Improved 3-D Representation of GPR Pipelines B-Scan Sequences Using a Neural Network Framework
Tianjia Xu, Yuan Da, Wang Ping, Gexing Yang, Boyang Li, Wenli Sun
Abstract
Ground Penetrating Radar (GPR) is an efficient non-destructive testing tool used for detecting and locating buried pipelines. It helps to avoid interference with existing pipelines and determine optimal layouts, resulting in time and cost savings. However, applications in this domain often require the joint observation of sequential images, mapping from 2D B-scans to 3D spatial structures. Complex underground environments, equipment orientations, noise, and data deviations can introduce visual distortions, blurriness, and unclear structures in the collected data. Therefore, there is a need for a method to rapidly comprehend and visually analyze the true conditions of underground pipeline structures. GPR data is typically collected and stored in the form of two-dimensional B-scan sequences.

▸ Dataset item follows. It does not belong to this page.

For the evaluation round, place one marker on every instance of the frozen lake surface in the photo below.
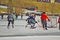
(20, 30)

In this paper, we propose a network framework that takes sparse original 2D B-scan sequences as input and outputs a dense three-dimensional target model. We first employ a Transformer model to interpolate the B-scan slice collection, generating dense 3D B-scan volume data. Subsequently, a from-coarse-to-fine back-projection strategy, based on the Transformer model, constructs a 3D volume data inversion-mapping model to transform 2D hyperbolic waves into three-dimensional pipeline information. Additionally, we apply a clutter removal mechanism based on Conditional Generative Adversarial Networks (CGAN) to Declutter and enhance the visualization of the desired hyperbolic wave structures, improving the accuracy of 3D visual imaging. Experimental results demonstrate that the proposed method is better suited for structural analysis of GPR pipeline data, particularly in complex real-world data experiments, affirming the effectiveness and practicality of the approach presented in this paper.